I have a comments DynamoDB table with a post_id primary key and comment_id range key. Additionally there's a local secondary index with a date-user_id range key.

Each entry is a comment a user has left on post. The purpose of the secondary index is to count how many unique users left a comment on a post on a specific day.

Entry 1: post_id: 1 comment_id: 1 date-user_id: 2014_06_24-1

Entry 2: post_id: 1 comment_id: 2 date-user_id: 2014_06_24-1

Entry 3: post_id: 1 comment_id: 3 date-user_id: 2014_06_24-2

When I do a query specifying the secondary index, and pass in a condition of post_id equals 1 and a date-user_id equals 2014_06_24-1, I'm getting a count of 2 and I'm expecting a count of 1.

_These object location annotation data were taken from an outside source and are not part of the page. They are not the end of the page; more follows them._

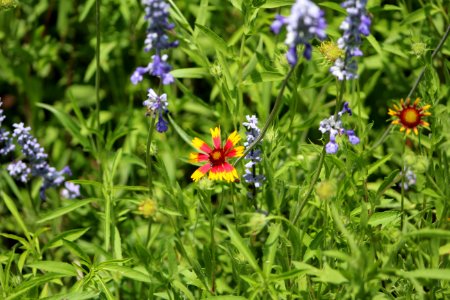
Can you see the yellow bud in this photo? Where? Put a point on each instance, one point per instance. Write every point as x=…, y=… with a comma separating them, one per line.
x=330, y=51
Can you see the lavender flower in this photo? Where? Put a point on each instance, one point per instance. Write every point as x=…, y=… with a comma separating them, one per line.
x=34, y=163
x=305, y=22
x=334, y=127
x=37, y=160
x=254, y=156
x=6, y=143
x=156, y=106
x=71, y=190
x=157, y=14
x=410, y=178
x=356, y=23
x=19, y=170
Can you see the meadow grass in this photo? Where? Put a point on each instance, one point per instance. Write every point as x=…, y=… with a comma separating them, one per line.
x=186, y=195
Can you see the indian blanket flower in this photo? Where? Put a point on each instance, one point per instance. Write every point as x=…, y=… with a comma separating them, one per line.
x=356, y=23
x=305, y=22
x=334, y=127
x=216, y=157
x=409, y=116
x=157, y=106
x=157, y=40
x=254, y=156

Why does the secondary index have two entries with the same primary key/range key.


3 Answers


Each item in a Local Secondary Index (LSI) has a 1:1 relationship with the corresponding item in the table. In the example above, while entry 1 and entry 2 in the LSI have the same range key value, the item in the table they point to is different. Hence Index keys ( hash or hash+range) are not unique.

Global Secondary Index (GSI) are similar to LSI in this aspect. Every GSI item contains the table hash and range keys (of the corresponding item). More details are available at http://docs.aws.amazon.com/amazondynamodb/latest/developerguide/GSI.html#GSI.Projections


Secondary indexes don't guarantee uniqueness. From the docs:

In addition, remember that global secondary indexes do not enforce uniqueness



NO they don't. Indexes are updated asynchronously, meaning they'll be eventually consistent, and which also means that dynamodb won't be able to enforce uniqueness at the time when you make the update call (it won't check for uniqueness on the secondary indexes, as that's an async operation; if it does, it will have no way to return a failure, as the real-time call would already have finished).

On a side note, that's also the reason why you can only perform Scan or Query on a GSI index, but not GetItem (i.e. GetItem is expected to return one item, but there can be many corresponding to given secondary index in the absence of uniqueness constraint).